"What Is Fine-Tuning? (2026 Plain-English Explainers)"
Fine-tuning is one of three ways to adapt a model to your needs — and the most misunderstood. This explainer covers what it actually does and when it earns its cost.
What fine-tuning does
You take a pre-trained model and train it further on a curated dataset of examples. That adjusts the model’s internal weights so it learns a behavior — a brand voice, a document format, a domain style. Think of it as sending a generalist to a focused residency.
When to use it
Fine-tuning is the right lever when you need: - A consistent style or tone (your company’s voice in every reply) - A fixed output format (always valid JSON, always the same report shape) - Domain behavior baked in, not prompted every time
It is the wrong lever for teaching new facts — that is RAG’s job.
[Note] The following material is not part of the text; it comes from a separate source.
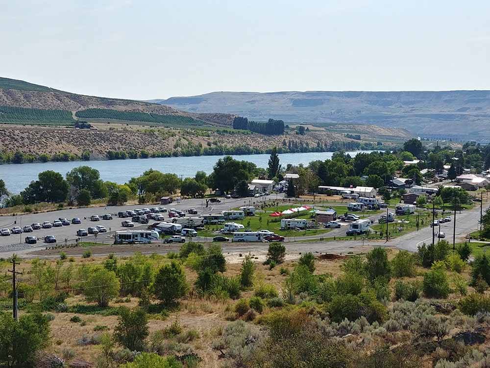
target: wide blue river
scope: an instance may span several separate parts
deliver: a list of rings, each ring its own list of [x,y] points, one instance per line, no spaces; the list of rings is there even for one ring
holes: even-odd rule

Fine-tuning vs RAG vs prompting
Start with prompting (free, instant). Add RAG when facts change. Reserve fine-tuning for style, format, and narrow skill. Most production stacks are prompting + RAG; fine-tuning is the last step.
The costs and risks
- Expensive: enterprise fine-tunes run $50K–$500K+ in GPU and data work.
- Slow to update: changing facts means retraining, not editing a doc.
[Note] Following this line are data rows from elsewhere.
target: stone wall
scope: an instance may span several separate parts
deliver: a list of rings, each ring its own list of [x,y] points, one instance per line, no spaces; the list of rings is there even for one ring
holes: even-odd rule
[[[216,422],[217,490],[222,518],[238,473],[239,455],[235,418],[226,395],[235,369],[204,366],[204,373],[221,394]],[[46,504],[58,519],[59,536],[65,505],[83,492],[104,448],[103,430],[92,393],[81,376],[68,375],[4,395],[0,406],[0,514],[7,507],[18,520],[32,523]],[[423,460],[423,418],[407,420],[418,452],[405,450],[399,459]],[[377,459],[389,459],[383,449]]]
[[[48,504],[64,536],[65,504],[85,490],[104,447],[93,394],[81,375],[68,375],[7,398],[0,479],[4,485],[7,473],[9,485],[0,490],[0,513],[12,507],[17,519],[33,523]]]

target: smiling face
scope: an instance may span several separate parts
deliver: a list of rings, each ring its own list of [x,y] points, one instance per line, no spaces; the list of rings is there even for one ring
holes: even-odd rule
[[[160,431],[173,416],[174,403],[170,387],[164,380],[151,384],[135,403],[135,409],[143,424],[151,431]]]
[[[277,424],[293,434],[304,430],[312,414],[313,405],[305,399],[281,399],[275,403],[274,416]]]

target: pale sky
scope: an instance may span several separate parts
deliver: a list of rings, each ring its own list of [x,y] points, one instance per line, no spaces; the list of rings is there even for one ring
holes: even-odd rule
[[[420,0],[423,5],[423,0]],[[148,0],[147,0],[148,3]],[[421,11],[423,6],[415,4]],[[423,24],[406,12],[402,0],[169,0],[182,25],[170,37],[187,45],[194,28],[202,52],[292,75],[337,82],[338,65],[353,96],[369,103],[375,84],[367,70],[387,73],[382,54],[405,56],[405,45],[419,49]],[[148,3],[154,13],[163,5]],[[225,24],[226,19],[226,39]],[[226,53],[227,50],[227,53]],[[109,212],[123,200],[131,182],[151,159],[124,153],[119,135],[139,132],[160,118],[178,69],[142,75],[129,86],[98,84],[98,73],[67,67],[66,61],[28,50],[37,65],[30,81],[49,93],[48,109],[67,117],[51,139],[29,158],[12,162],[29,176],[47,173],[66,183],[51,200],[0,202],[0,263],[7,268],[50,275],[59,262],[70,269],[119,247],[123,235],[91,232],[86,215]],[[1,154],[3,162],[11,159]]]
- Catastrophic forgetting: heavy tuning on one domain can weaken others.
- Hard to erase: data baked into weights is tough to remove (a GDPR problem).
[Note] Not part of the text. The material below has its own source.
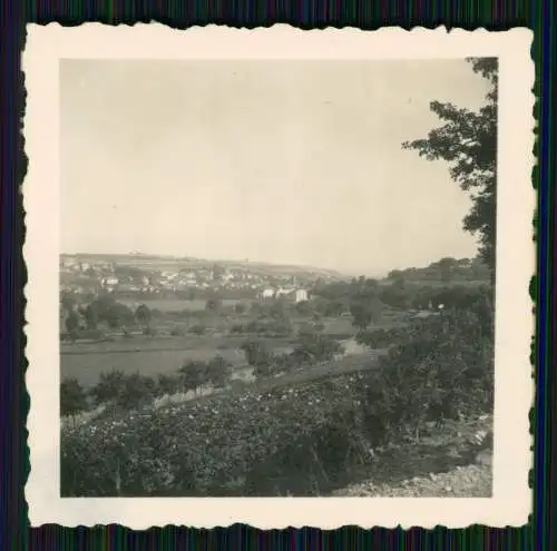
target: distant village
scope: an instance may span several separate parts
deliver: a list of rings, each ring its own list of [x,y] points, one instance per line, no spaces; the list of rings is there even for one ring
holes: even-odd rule
[[[81,295],[115,294],[141,297],[185,296],[309,299],[309,288],[326,276],[316,274],[267,274],[248,266],[227,268],[219,264],[175,269],[152,269],[134,264],[60,257],[60,292]]]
LoRA (low-rank adaptation) is the practical 2026 approach — cheap, reversible adapters instead of full retrains.
FAQ
Does fine-tuning add knowledge? Not reliably. It changes behavior, not facts.
Is it worth it for a small team? Usually not — prompting and RAG cover 80% of cases far cheaper.
What is LoRA? A lightweight fine-tune you can attach and remove without retraining the base model.
Bottom line
Fine-tuning bakes how a model behaves into its weights. Use it for voice and format; use RAG for facts.